Читать «Петь, танцевать, кричать» онлайн

Эльфрида Елинек

Я долго думала о том, как мне заявить о своей солидарности с Pussy Riot.

Я даже написала маленький текст, который хотела выложить на свой сайт, к нему свое фото с заклеенным ртом или с бумажным пакетом на голове. Я этого не сделала, с одной стороны, потому что акционизм меня теперь (больше) не привлекает, с другой — потому что я понимаю, что мне позволено делать все, чтобы поддержать этих женщин, которым было не позволено то, что они сделали в сознании своего наипервейшего права: открыто выступить в церкви.

(О, Господи! Да и ты, добрая Пресвятая Дева! Мы знаем друг друга так долго, еще с монастырской школы, скажи честно: ты сейчас чувствуешь себя поруганным? Как может это коснуться тебя, Боже, тебя, который всегда был, всегда будет и вечно пребывает в становлении, в то время как поп-звезды или еще в становлении, или уже начинают сдавать, когда никто больше не обращает на них внимания? Но на Господа можно обращать внимание, а можно не обращать — Он всегда будет прежним, Он не может быть оскорблен, Он — само бытие, которое нужно людям, потому что они — не бытие, а только его принадлежность. Что не значит, что они должны принадлежать ему, Господу. Они сами решают, кому им принадлежать. Они так созданы, верно? Созданы говорить то, что им есть сказать, потому что в начале было слово, и слово принадлежит каждому, кто его берет, и потому оно ему и дается. Господь в своем становлении расчищает себе место, которое и есть Он сам, в собственной тишине, но люди могут, им должно быть разрешено шуметь, где и когда им заблагорассудится.) Люди ручаются собой, и их нельзя за это бить и наказывать, когда они вырывают слово у пустоты, из которой приходят, и говорят то, что они имеют сказать.

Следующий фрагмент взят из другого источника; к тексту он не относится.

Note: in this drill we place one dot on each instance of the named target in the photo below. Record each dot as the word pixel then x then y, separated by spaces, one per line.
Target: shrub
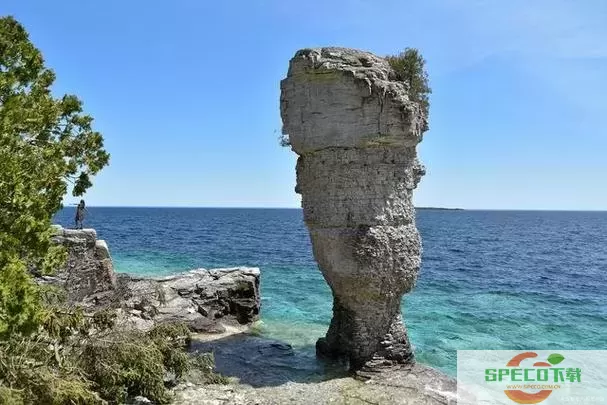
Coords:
pixel 410 67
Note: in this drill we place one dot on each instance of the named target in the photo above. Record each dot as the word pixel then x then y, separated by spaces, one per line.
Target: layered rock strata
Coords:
pixel 355 131
pixel 88 269
pixel 206 300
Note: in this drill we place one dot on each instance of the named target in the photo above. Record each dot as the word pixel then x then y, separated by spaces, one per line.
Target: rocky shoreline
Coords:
pixel 220 306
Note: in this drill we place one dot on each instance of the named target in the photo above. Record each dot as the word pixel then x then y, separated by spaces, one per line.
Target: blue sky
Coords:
pixel 186 94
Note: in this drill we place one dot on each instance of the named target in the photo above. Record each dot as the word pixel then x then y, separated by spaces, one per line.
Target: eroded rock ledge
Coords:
pixel 355 131
pixel 206 300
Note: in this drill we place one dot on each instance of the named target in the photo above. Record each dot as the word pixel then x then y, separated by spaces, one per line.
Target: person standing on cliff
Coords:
pixel 80 211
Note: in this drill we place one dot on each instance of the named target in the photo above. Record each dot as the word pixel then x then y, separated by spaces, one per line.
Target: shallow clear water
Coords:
pixel 489 279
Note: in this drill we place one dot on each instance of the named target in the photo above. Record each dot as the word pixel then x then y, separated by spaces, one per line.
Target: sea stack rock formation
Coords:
pixel 355 131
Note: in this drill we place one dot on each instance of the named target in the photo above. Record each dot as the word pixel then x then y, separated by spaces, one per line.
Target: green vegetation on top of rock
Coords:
pixel 410 67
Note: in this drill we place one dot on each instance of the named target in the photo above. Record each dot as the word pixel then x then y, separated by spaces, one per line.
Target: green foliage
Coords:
pixel 410 67
pixel 46 143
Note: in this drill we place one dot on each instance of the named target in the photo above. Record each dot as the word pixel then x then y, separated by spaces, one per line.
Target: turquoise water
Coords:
pixel 489 279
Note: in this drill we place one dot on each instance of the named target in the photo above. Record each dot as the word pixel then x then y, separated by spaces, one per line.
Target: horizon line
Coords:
pixel 299 208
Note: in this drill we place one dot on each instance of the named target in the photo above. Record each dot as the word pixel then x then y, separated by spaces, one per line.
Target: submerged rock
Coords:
pixel 355 131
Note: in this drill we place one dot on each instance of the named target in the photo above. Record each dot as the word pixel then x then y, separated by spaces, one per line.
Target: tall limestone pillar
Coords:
pixel 355 131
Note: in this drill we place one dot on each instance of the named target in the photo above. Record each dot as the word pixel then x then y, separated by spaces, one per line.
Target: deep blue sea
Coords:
pixel 489 279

Эти три молодые женщины, Pussy Riot, спели в одной церкви, там так положено, и они станцевали дикий танец, что-то вроде танца Святого Витта, как это положено, когда в государстве, которое движется к тоталитаризму, людям приходится пускаться во все тяжкие, чтобы их услышали, а это трудно, потому что все окна уже закручены, дверь забаррикадирована, и нужно крепко ее толкать, чтобы расчистить себе пространство, открытое место, в котором можно, нет, нужно говорить, петь, танцевать, чтобы тебя восприняли (а не приняли). И они высказались против своего президента, в церкви, вы только подумайте! Они пытались мобилизовать против него Богоматерь, кого они этим оскорбили? Бога или Путина? Или это уже одно и то же? Кто обижает Путина, обижает Бога? Богоматерь? Церковь? Нельзя даже говорить, что это был легитимный протест и что протест есть право человека, потому что протест, каждый протест, который направлен против попрания основных прав, — это долг, а не право. Им не оставалось ничего другого.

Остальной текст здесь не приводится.